Meta wants to help AI understand the world around it -- and get smarter in the process. The company on Thursday unveiled Open-Vocabulary Embodied Question Answering (OpenEQA) to showcase how AI could understand the spaces around it. The open-source framework is designed to give AI agents sensory inputs that allow it to gather clues from its environment, "see" the space it's in, and otherwise provide value to humans who will ask for AI assistance in the abstract.
"Imagine an embodied AI agent that acts as the brain of a home robot or a stylish pair of smart glasses," Meta explained. "Such an agent needs to leverage sensory modalities like vision to understand its surroundings and be capable of communicating in clear, everyday language to effectively assist people."
Also: Meta unveils second-gen AI training and inference chip
Meta provided a host of examples of how OpenEQA could work in the wild, including asking AI agents where users placed an item they need or if they still have food left in the pantry.
"Let's say you're getting ready to leave the house and can't find your office badge. You could ask your smart glasses where you left it, and the agent might respond that the badge is on the dining table by leveraging its episodic memory," Meta wrote. "Or if you were hungry on the way back home, you could ask your home robot if there's any fruit left. Based on its active exploration of the environment, it might respond that there are ripe bananas in the fruit basket."
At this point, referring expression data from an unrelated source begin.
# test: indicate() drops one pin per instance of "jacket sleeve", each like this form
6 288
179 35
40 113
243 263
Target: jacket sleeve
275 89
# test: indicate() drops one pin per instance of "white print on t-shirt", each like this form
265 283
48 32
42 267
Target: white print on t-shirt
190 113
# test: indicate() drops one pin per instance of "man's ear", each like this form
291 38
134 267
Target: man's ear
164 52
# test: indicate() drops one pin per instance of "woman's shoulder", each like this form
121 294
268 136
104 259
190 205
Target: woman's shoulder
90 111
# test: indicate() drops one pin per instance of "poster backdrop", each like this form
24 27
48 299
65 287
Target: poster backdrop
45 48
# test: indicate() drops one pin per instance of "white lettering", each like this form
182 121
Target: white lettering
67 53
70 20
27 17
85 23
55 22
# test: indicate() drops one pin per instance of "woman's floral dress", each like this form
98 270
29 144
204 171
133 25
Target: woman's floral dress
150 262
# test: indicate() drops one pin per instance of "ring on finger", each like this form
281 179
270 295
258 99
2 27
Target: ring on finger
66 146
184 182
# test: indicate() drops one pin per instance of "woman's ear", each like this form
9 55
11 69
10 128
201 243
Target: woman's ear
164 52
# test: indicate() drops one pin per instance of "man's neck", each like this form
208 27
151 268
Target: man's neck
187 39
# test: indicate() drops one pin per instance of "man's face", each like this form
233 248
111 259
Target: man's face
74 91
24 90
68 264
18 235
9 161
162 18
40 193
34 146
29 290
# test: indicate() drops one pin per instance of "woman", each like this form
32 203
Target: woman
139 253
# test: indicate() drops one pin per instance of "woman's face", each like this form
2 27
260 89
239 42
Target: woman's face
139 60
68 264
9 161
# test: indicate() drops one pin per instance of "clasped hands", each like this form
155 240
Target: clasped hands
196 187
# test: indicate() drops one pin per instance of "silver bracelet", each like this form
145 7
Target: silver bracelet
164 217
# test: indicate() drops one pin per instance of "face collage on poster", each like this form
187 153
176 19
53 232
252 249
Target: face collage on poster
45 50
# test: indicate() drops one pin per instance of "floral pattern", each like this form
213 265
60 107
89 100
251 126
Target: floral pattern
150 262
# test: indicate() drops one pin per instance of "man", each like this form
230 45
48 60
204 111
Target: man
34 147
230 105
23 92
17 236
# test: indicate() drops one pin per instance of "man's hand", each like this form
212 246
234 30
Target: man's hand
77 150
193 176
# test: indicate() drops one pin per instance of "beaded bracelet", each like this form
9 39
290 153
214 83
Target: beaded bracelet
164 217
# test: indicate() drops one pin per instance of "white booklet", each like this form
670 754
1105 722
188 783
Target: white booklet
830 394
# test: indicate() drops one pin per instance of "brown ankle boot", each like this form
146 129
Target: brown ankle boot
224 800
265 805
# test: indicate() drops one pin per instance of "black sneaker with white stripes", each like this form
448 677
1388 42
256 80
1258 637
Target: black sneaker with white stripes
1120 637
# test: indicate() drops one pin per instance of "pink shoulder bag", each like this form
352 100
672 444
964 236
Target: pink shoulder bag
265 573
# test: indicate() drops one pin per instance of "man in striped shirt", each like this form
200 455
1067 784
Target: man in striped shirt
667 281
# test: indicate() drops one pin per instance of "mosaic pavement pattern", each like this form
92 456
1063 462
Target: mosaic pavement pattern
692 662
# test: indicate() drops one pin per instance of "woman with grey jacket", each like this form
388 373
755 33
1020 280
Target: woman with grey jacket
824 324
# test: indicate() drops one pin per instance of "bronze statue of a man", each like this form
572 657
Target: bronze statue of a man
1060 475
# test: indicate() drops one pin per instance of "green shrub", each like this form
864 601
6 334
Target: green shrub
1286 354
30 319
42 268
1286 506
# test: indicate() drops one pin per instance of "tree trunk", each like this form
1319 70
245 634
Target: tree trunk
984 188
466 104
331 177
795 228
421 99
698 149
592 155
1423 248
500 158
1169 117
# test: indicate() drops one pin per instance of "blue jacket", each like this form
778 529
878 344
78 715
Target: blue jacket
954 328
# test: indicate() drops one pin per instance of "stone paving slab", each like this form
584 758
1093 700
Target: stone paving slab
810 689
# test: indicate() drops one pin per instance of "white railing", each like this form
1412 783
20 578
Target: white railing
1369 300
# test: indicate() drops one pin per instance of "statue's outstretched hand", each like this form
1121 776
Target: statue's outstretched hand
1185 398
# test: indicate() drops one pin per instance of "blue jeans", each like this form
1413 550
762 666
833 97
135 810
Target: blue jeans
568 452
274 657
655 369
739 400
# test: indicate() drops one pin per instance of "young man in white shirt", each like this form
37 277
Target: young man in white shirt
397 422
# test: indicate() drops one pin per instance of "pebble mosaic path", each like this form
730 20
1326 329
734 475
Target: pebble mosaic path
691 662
It sounds like we're well on our way to an at-home robot or pair of smart glasses that could help run our lives. There's still a significant challenge in developing such a technology, however: Meta found that vision+language models (VLMs) perform woefully. "In fact, for questions that require spatial understanding, today's VLMs are nearly 'blind'-access to visual content provides no significant improvement over language-only models," Meta said.
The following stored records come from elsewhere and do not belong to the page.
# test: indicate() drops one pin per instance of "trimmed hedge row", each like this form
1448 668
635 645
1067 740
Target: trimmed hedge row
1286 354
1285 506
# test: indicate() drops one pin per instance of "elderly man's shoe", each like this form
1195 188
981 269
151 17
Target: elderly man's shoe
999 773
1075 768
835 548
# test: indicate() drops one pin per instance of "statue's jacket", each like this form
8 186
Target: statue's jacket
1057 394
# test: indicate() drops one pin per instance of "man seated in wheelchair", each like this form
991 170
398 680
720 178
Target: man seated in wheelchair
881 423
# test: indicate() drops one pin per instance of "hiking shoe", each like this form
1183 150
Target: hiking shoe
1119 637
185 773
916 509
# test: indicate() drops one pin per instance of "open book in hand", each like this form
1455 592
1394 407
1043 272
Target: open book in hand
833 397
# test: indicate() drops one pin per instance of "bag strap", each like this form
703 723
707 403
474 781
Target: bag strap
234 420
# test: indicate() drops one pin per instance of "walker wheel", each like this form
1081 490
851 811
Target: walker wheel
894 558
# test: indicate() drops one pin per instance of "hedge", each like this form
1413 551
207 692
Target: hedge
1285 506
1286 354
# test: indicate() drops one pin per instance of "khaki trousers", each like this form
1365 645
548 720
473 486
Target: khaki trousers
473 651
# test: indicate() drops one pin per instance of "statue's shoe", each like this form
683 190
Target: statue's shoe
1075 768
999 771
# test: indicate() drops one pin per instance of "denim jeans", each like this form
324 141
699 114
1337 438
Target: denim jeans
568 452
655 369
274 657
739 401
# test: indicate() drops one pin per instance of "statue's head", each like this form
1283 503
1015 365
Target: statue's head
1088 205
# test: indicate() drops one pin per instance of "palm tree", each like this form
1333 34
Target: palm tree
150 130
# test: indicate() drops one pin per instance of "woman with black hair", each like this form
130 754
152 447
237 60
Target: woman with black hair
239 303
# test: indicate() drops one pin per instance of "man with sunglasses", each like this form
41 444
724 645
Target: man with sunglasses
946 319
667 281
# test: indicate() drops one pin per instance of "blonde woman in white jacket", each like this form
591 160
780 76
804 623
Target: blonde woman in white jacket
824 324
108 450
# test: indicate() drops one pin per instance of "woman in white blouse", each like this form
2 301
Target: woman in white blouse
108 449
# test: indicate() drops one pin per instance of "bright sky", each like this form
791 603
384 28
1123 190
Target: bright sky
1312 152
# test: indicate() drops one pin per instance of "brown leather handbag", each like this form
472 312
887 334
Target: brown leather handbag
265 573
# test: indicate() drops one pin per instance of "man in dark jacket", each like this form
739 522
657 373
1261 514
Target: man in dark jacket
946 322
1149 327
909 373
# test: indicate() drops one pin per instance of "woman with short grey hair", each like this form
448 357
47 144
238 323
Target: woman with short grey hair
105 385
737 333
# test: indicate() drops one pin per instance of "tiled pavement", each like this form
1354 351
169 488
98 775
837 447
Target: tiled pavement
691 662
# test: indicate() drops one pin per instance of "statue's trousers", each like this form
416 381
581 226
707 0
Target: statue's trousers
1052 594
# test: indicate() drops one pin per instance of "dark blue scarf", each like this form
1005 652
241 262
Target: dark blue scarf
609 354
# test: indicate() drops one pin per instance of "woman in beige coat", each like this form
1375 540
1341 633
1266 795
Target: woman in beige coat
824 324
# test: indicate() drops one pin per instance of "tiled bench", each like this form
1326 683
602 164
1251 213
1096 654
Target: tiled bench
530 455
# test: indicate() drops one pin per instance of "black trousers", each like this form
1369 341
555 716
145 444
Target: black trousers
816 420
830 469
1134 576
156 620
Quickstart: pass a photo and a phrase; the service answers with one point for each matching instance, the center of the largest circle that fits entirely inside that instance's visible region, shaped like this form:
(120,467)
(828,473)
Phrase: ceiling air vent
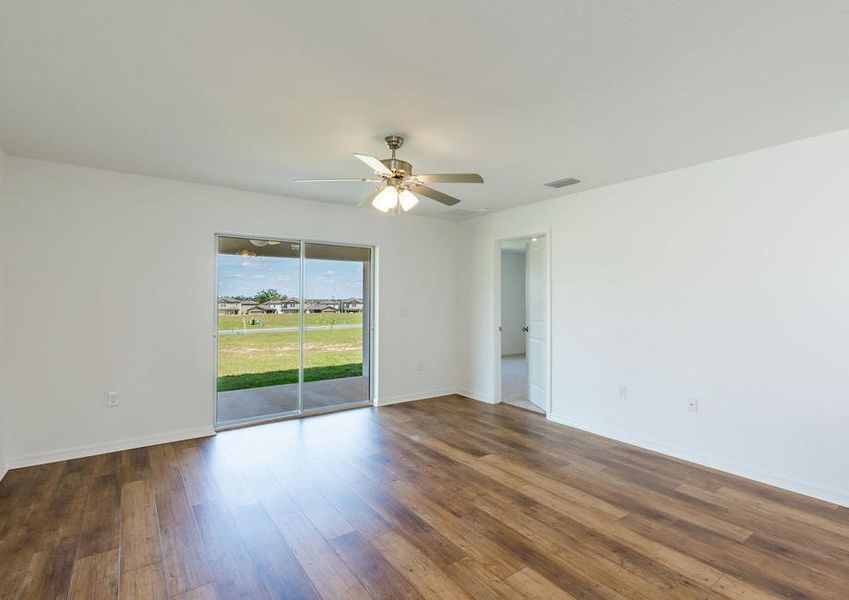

This is precisely why Meta made OpenEQA open source. The company says that developing an AI model that can truly "see" the world around it as humans do, can recollect where things are placed and when, and then can provide contextual value to a human based on abstract queries, is extremely difficult to create. The company believes a community of researchers, technologists, and experts will need to work together to make it a reality.
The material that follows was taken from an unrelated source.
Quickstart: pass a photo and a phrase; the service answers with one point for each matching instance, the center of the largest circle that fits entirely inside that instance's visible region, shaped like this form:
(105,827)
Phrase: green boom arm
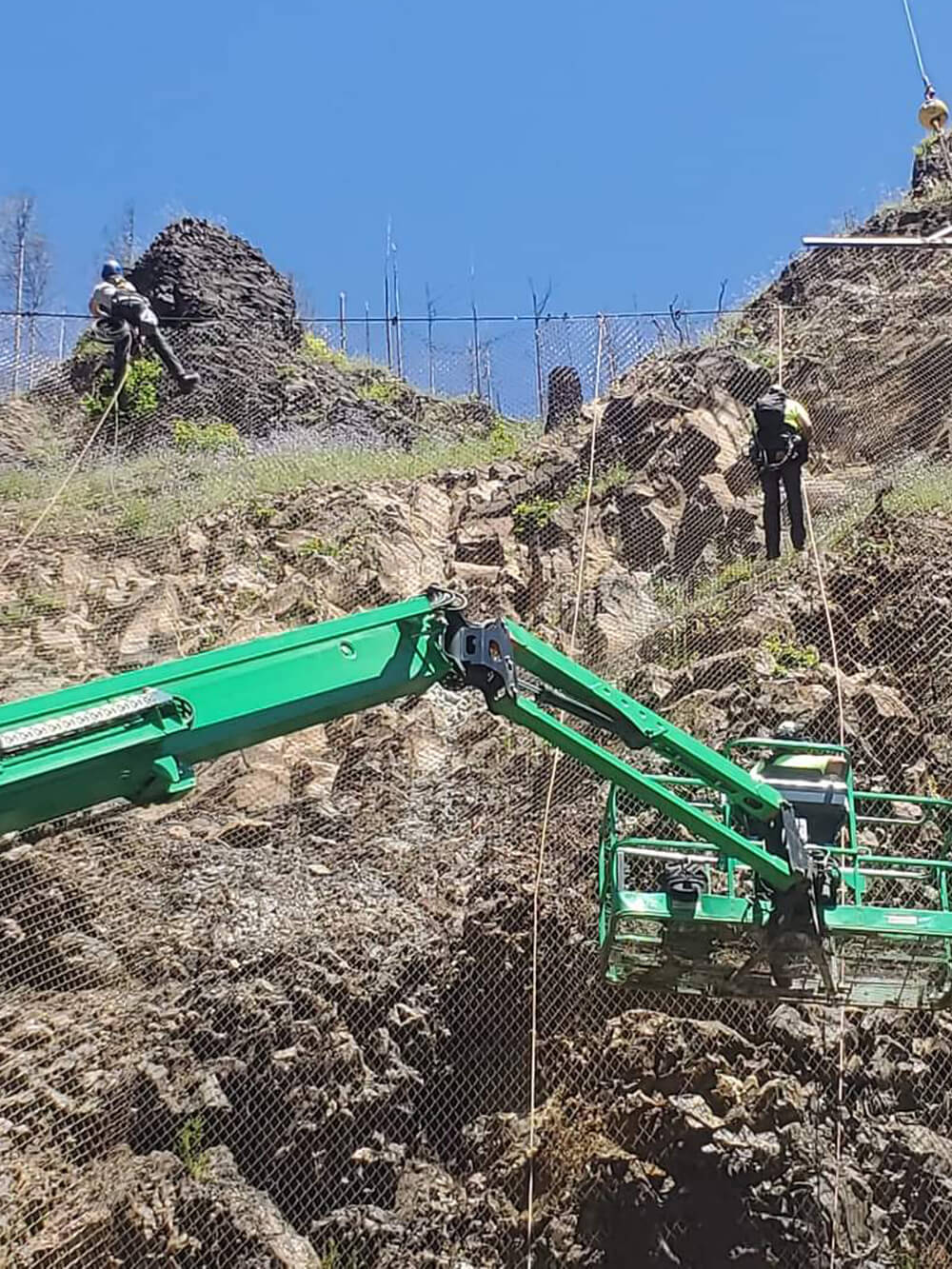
(139,735)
Also: Meta will add AI labels to Facebook, Instagram, and Threads
Meta says that OpenEQA has more than 1,600 "non-templated" question and answer pairs that could represent how a human would interact with AI. Although the company has validated the pairs to ensure they can be answered correctly by the algorithm, more work needs to be done.
"As an example, for the question 'I'm sitting on the living room couch watching TV. Which room is directly behind me?', the models guess different rooms essentially at random without significantly benefitting from visual episodic memory that should provide an understanding of the space," Meta wrote. "This suggests that additional improvement on both perception and reasoning fronts are needed before embodied AI agents powered by such models are ready for primetime."
So, it's still early days. If OpenEQA shows anything, however, it's that companies are working really hard to get us AI agents that can reshape how we live.